Le classement dans le groupe 1, c'est-à-dire d'une cancérogénicité certaine, correspond, le plus souvent, à l'accumulation des preuves épidémiologiques, in vivo et in vitro .
Le classement en catégorie 2A, c'est-à-dire d'une probable cancérogénicité pour l'homme, correspond le plus souvent à seulement deux éléments de preuve.
Le classement en catégorie 2B, c'est-à-dire à une simple possibilité, à un élément de preuve seulement.
Enfin, les classements 3 et 4 correspondent soit à une absence de données soit à des données tendant à infirmer la cancérogénicité.
b) L'établissement de la causalité selon Hill
Le statisticien britannique Bradford Hill a été conduit au début des 1950 à établir un certain nombre de critères de causalité pour établir un lien entre le tabac et le cancer du poumon . Ces arguments ont fait date et sont considérés comme généralement valides pour établir scientifiquement un lien de cause à effet.

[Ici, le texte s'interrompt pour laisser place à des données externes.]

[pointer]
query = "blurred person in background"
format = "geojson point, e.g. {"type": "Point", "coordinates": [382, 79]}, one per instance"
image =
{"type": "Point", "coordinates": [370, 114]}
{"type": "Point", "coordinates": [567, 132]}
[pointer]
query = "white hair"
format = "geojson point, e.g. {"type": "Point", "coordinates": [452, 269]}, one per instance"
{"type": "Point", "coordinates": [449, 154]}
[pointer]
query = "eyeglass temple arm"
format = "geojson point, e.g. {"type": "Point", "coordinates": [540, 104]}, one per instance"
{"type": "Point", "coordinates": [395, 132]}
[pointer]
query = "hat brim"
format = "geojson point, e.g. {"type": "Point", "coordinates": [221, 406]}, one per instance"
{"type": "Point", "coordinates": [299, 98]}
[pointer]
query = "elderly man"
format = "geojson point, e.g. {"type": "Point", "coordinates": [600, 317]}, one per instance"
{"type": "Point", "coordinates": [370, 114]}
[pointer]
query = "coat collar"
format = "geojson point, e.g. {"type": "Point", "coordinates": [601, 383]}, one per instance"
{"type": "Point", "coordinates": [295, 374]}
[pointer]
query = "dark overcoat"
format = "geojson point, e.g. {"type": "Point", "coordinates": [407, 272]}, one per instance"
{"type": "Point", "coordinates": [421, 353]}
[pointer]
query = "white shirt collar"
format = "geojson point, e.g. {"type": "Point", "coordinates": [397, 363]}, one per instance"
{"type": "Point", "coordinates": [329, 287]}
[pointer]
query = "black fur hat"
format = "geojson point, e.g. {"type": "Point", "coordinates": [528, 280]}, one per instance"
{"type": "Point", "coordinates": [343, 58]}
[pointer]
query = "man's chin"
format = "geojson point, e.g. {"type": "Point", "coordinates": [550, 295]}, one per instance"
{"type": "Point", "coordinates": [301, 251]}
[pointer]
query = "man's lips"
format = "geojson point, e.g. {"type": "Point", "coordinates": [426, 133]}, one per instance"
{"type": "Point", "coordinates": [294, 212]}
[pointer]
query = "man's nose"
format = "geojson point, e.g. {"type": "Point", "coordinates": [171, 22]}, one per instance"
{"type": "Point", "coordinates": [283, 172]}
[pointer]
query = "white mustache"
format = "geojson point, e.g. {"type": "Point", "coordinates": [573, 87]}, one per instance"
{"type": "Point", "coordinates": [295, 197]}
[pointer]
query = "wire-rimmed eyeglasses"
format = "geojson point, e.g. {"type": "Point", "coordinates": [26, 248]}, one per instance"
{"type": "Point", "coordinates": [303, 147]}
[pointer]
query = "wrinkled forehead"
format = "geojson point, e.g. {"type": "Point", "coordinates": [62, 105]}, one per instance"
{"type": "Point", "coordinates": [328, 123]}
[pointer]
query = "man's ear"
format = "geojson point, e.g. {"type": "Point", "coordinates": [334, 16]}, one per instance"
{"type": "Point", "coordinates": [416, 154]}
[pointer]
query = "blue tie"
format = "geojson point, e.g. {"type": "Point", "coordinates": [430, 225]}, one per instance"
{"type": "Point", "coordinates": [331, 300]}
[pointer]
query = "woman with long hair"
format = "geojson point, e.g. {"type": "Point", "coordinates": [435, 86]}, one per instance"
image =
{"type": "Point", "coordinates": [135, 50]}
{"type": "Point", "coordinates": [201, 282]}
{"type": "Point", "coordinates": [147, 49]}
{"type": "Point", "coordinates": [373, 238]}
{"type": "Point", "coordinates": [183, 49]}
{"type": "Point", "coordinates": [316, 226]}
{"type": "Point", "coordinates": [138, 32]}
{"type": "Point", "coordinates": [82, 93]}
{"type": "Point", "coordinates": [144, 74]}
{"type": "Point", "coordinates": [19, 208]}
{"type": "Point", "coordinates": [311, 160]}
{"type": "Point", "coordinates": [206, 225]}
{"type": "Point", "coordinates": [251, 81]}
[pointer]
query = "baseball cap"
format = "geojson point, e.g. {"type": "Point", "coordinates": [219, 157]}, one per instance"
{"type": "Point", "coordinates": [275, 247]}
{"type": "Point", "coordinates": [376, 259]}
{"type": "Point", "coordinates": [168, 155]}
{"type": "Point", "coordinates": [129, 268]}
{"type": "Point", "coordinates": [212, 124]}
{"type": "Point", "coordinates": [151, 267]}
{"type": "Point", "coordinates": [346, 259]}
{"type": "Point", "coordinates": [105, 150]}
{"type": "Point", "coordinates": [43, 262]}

Votre rapporteur reprend ici la présentation qui en est faite par Bernard Jégou, Pierre Jouannet et Alfred Spira dans leur ouvrage La fertilité est-elle en danger ?.
Bradford Hill a établi 9 critères pouvant se combiner :
- La force de l'association entre l'exposition, son intensité et la maladie ;
- La stabilité de l'association, c'est-à-dire sa répétition dans le temps et l'espace ;
- La spécificité de l'association, jusqu'à l'exclusivité du lien exposition-maladie ;
- La temporalité de la liaison, c'est-à-dire que l'exposition doit précéder l'effet ;
- L'existence d'un gradient biologique , c'est-à-dire une relation dose effet ;
- La plausibilité de l'action en fonction des connaissances biologiques ou mécanistiques acquises ;
- La cohérence de l'association avec les connaissances générales déjà disponibles ;
- Les résultats expérimentaux qui sont de nature à établir définitivement la causalité ;
- L'analogie , enfin, par exemple entre des molécules de même famille.